The founders of EIA congratulate the Animal Welfare Institute on its 75th anniversary
On behalf of EIA, co-founders Allan Thornton, Dave Currey and I are delighted to warmly congratulate the Animal Welfare Institute (AWI) on its 75th anniversary.
We are proud that AWI has been an important partner of EIA since it was founded in 1984. Indeed, without the strong support and encouragement of AWI Founder Christine Stevens and her husband Roger, EIA may not have become the remarkable organisation it is today.
Christine Stevens, AWI founder, with one of her beloved dogs, via AWI
For 75 years, AWI has been dedicated to alleviating animal suffering caused by people. Its vision is a world where the treatment of animals is rooted in dignity and compassion.
When Christine founded AWI on 10 July, 1951, she envisioned an organisation that charted a middle ground between researchers, who insisted on unfettered access to animals used in laboratories (irrespective of welfare concerns), and antivivisectionists, who rallied to abolish animal experimentation entirely.
Ever the pragmatist, Christine prioritised battles where meaningful progress could be achieved, armed with indispensable data.
Elegant and gracious, she was also fearless and relentless. With the support of her husband, real estate executive and theatrical producer Roger Stevens, Christine capitalised on the couple’s extensive connections in the worlds of politics and the arts to persuade those in power and advocates on the ground to take action to prevent human-inflicted animal suffering.
Allan met Christine in the late 1970s when he was working with Greenpeace and commercial whaling was driving populations of great whales to the edge of extinction. The two were part of a group of NGOs determinedly working to persuade member governments of the International Whaling Commission (IWC) to agree a moratorium on commercial whaling.
Sperm whale mother and calf
The Moratorium was adopted in 1982 and implemented 40 years ago in 1986. It is one of the most important conservation and welfare measures ever agreed, enabling great whale populations to gradually recover. EIA and AWI have always been key partners in our work to ensure the moratorium remains in place and that the IWC addresses conservation and welfare threats to whales, dolphins and porpoises. In addition to hunting, these include entanglement, ship strikes, pollution and climate change.

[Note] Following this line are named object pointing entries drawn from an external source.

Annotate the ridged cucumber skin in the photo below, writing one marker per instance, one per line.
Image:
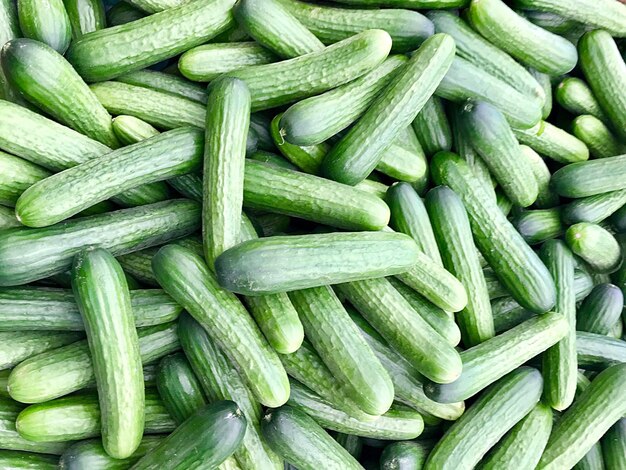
(596, 245)
(485, 363)
(396, 423)
(67, 369)
(348, 356)
(301, 441)
(206, 438)
(493, 139)
(102, 296)
(516, 265)
(409, 216)
(356, 155)
(100, 178)
(523, 445)
(460, 256)
(105, 54)
(601, 310)
(597, 136)
(503, 405)
(590, 178)
(559, 361)
(274, 27)
(207, 62)
(300, 262)
(273, 85)
(185, 276)
(408, 29)
(220, 380)
(228, 119)
(605, 71)
(598, 408)
(45, 21)
(318, 118)
(405, 331)
(78, 417)
(466, 81)
(473, 47)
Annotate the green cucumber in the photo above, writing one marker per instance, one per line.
(519, 269)
(598, 408)
(300, 440)
(500, 408)
(300, 262)
(601, 310)
(186, 277)
(596, 245)
(274, 27)
(454, 236)
(45, 21)
(103, 299)
(408, 29)
(206, 438)
(523, 445)
(106, 54)
(354, 157)
(273, 85)
(487, 362)
(67, 369)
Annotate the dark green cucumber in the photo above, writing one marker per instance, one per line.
(106, 54)
(454, 237)
(300, 440)
(516, 265)
(598, 408)
(186, 277)
(487, 362)
(67, 369)
(502, 406)
(300, 262)
(354, 157)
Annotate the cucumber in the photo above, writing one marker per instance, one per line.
(595, 245)
(466, 81)
(67, 369)
(273, 85)
(354, 157)
(103, 299)
(537, 226)
(337, 340)
(597, 409)
(485, 363)
(300, 440)
(601, 310)
(591, 178)
(599, 138)
(519, 269)
(274, 27)
(45, 21)
(206, 438)
(500, 408)
(300, 262)
(185, 276)
(405, 331)
(106, 54)
(454, 236)
(493, 140)
(408, 29)
(515, 35)
(605, 71)
(318, 118)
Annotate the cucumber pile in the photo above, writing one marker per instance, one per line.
(301, 235)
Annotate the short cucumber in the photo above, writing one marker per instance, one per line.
(502, 406)
(106, 54)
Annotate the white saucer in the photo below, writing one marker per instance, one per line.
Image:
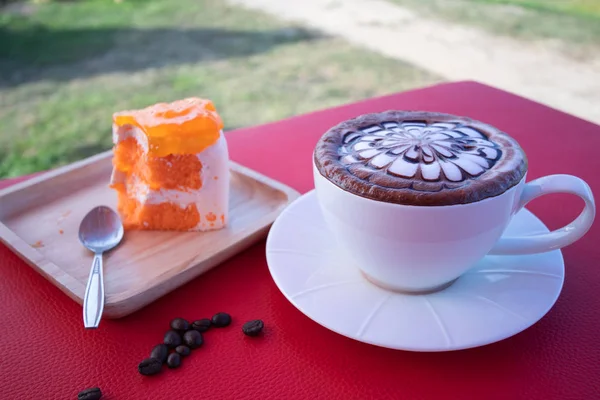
(500, 297)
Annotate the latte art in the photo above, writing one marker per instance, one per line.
(420, 158)
(433, 152)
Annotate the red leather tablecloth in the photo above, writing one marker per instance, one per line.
(46, 354)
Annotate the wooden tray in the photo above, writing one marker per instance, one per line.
(39, 220)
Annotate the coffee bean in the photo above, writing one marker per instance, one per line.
(193, 339)
(253, 328)
(90, 394)
(180, 325)
(221, 320)
(202, 325)
(183, 351)
(172, 339)
(160, 352)
(150, 366)
(174, 360)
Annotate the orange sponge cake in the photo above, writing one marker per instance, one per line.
(170, 167)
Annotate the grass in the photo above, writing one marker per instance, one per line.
(65, 67)
(573, 24)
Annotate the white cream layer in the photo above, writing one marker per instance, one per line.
(212, 197)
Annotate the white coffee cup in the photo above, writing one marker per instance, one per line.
(425, 248)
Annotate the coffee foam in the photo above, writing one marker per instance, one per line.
(420, 158)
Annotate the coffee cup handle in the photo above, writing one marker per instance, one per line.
(559, 238)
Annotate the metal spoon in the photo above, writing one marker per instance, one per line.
(100, 230)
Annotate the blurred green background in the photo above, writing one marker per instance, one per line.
(66, 66)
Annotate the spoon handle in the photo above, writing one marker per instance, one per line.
(93, 301)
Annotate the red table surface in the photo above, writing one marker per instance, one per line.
(46, 353)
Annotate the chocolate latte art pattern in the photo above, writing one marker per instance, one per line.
(420, 158)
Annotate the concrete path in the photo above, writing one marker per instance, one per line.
(455, 52)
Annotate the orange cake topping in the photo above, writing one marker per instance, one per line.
(185, 126)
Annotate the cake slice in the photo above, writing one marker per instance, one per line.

Impressed with EIA’s Faroe Islands pilot whale campaign, which took place a year after EIA was formed, Christine proposed that we investigate the international trade in wild birds for the pet trade in which tens of millions of birds were dying every year.
The results of our investigations and exposés were used to campaign with AWI and others, resulting in the passing of the US Wild Bird Conservation Act, legislation in Europe and action taken by airlines to ban transporting wild birds. This determined campaign saved the lives of immeasurable millions of wild birds and likely stopped the extinction of some species.
EIA helped convince international airlines to stop carrying wild-caught birds for the pet trade and helped develop the Wild Bird Conservation Act of 1992
In the mid 1980s, it was being predicted that elephants could be extinct by the end of the 20th century. Christine told Allan and Dave that EIA could save the elephants. This was not a flippant remark – based on the evidence of this tiny organisation’s early achievements, she was serious.
So began our investigations into the rampant illegal trade in ivory, revealing how ivory was being trafficked out of Africa to end up as objects and trinkets on sale in stores around the world.
EIA’s extraordinary two-year undercover investigations, exposés and analysis resulted in a campaign with AWI and other organisations to achieve a ban on the international trade in ivory – and in October 1989 that ban was adopted by the Convention on the International Trade in Endangered Species (CITES) and implemented on 18 January 1990. Elephants were saved from extinction.
Allan Thornton and Dave Currey documenting elephant poaching in Africa (c) EIA
In 1990, as EIA’s campaigns expanded, we decided on the logical step to set up an office in Washington, DC and so EIA US was born. We were able to work with AWI and other US-based NGOs in influencing US legislation etc and building our campaigns. Christine and her husband gave us valuable support and encouragement, without which we may not have succeeded in developing this office.
Christine was fun and kind as well as fundamentally determined to do all she could to improve the lives of animals. She was our mentor and Dave, Allan and I feel so privileged to have worked with her up until she died. We are honoured to have each been awarded the prestigious AWI Schweitzer Medal for our work.
A key part of Christine’s legacy is today’s AWI team and its dedicated work to protect animals and their environments.
On behalf of all at EIA and its founders, we wish you a very happy 75th anniversary celebration.